The following examples assign integers to variables:


$myInteger = 10;

$myNegative = -13457231;


Integer values can be specified in Octal by prefixing the value with a zero '0':

$myoctInteger = 0456;

Similarly, hexadecimal values are pre-fixed with 0x:

$myHexInteger = 0x5EF3;

The PHP Float Variable Type

Floating point variables contain numbers that require the use of decimal places. In addition, float variables can store whole numbers up to higher values than the integer variable type (such as 1.067, 0.25, 423454567098, 84664435.9576). Floating point variable creation and initialization examples are as follows:


$myFloat = 9234.98;

$myOtherFloat = 9547894367.987483701


The PHP Boolean Variable Type

PHP boolean type variables hold a value of true or false and are used to test conditions such as whether some part of a script was performed correctly. We will look at using boolean values in greater detail when we look at PHP Flow Control and Looping, with particular regard to the if statement. It is useful to know that the true and false values are actually represented internally by PHP boolean values 1 and 0 respectively, though it is important to be aware that boolean 1 and 0 are not the same as integer values 1 and 0.

The PHP String Variable

The string variable type is used to hold strings of characters such as words and sentences. In addition to providing mechanisms for creating and changing entire string variable values, PHP allows you to extract and change parts of a string value.

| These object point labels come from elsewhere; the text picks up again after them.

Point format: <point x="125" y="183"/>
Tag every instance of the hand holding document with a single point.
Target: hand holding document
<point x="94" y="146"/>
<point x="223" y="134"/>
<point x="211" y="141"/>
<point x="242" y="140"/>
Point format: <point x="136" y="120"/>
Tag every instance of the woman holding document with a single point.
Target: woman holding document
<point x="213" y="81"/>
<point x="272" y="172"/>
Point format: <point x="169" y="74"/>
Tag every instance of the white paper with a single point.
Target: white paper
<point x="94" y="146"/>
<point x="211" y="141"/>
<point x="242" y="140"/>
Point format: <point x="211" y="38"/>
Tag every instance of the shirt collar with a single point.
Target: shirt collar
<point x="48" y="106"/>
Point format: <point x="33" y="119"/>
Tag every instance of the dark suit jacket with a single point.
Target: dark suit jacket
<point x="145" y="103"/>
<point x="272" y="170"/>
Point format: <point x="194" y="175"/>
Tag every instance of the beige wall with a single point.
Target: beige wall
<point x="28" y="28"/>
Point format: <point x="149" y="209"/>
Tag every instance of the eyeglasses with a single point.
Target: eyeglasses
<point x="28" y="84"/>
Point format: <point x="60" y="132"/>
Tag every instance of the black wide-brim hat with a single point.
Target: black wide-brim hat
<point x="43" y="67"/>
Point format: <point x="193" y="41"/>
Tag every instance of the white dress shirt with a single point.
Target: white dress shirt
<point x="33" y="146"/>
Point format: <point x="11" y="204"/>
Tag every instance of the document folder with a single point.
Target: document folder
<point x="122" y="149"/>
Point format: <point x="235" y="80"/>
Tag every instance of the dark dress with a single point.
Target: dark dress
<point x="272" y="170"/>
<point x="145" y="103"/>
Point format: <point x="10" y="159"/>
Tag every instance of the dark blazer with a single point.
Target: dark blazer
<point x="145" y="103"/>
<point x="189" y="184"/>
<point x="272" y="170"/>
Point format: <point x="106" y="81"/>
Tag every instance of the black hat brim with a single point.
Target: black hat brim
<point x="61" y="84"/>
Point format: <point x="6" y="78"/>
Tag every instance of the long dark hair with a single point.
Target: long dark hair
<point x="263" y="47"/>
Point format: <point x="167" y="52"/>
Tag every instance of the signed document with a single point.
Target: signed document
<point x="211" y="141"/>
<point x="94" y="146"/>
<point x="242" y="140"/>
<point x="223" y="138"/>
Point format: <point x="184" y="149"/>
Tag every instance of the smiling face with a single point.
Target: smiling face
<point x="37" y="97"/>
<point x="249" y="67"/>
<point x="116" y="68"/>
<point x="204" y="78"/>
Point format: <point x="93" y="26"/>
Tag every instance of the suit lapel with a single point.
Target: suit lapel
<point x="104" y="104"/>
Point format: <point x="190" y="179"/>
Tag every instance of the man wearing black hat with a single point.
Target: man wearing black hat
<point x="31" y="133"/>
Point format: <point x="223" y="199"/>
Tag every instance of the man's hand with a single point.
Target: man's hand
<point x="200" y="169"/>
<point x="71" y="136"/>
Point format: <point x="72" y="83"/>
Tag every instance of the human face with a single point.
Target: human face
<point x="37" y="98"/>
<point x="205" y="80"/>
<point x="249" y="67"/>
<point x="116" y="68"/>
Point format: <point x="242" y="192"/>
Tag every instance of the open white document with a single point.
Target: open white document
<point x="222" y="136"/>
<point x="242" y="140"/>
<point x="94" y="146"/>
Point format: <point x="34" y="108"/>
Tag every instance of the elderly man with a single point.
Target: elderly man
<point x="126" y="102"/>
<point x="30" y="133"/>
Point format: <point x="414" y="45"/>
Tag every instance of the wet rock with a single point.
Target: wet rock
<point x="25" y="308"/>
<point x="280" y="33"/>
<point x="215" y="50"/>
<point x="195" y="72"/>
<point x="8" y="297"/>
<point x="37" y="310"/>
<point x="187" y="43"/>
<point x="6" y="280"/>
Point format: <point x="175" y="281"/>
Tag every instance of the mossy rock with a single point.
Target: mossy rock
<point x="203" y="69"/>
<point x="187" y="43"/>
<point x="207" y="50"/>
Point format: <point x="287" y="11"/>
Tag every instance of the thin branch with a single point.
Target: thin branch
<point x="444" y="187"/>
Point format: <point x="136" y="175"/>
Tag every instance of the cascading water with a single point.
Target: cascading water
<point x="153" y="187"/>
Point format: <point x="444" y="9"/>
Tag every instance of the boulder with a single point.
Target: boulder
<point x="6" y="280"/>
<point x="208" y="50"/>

A string can be assigned to variable either by surrounding it in single quotes (') or double quotes ("). If your string itself contains either single or double quotes you should use the opposite to wrap the string:


$myString = "A string of text";

$myString2 = 'Another string of text';

$myString3 = "This string contains 'single quotes'";

$myString4 = 'This string contains "double quotes"';


You can also escape quotes in your string by preceding them with a backslash (\), especially useful if your string contains both single and double quotes of its own that would otherwise confuse the PHP pre-processor:


$myString3 = 'This string contains \'single quotes\'';

$myString4 = "This string contains \"double quotes\" and \'single quotes\'";


Double quoted strings also allow the insertion of special control sequences that are interpreted to have special meaning for the PHP pre-processor (such as a tab or new line). The following table outlines the various control sequences and their respective descriptions:

Control SequenceDescription
\nNew line
\rCarriage Return
\\Backslash Character
\"Double quotation mark
\$Dollar sign (prevents text from being treated as a variable name)
\034Octal ASCII value
\x0CHexadecimal ASCII Value

As an example, we can declare a string variable which contains a tab and a new line character as follows:

$myString = "This is a line of Text\nandthis is another line with a tab here \t for us.";

Extracting and Writing String Fragments

Once we have defined a string variable we can extract or make changes to individual characters in the string using what is termed {x} notation, where x represents the index into the string of the character we wish to view or change. Before we look at an example, it is important to keep in mind that the index into the string is zero based. By this we mean that the first character of the string is in position 0, not position 1. For example, to change the first and last characters of a string variable:


$myString = "My Bug";

$myString{0} = "m";
$myString(5] = "s";

echo $myString;

The result of the above script will change the string from:

My Bug


my Bus

Creating PHP heredoc Strings

The PHP heredoc string syntax allows free form text to be used without having to worry about escaping special characters such as quotes and backslashes. The content of the heredoc string is wrapped with <<<EOD and EOD; markers.

The only rules are that the closing EOD; must be at the beginning of the last line, and the only content on that line, as follows:


$myString = <<<EOD
This is some free form text. It can span mutliple
lines and can contain otherwise troublesome characters like
\ and " and ' without causing any problems.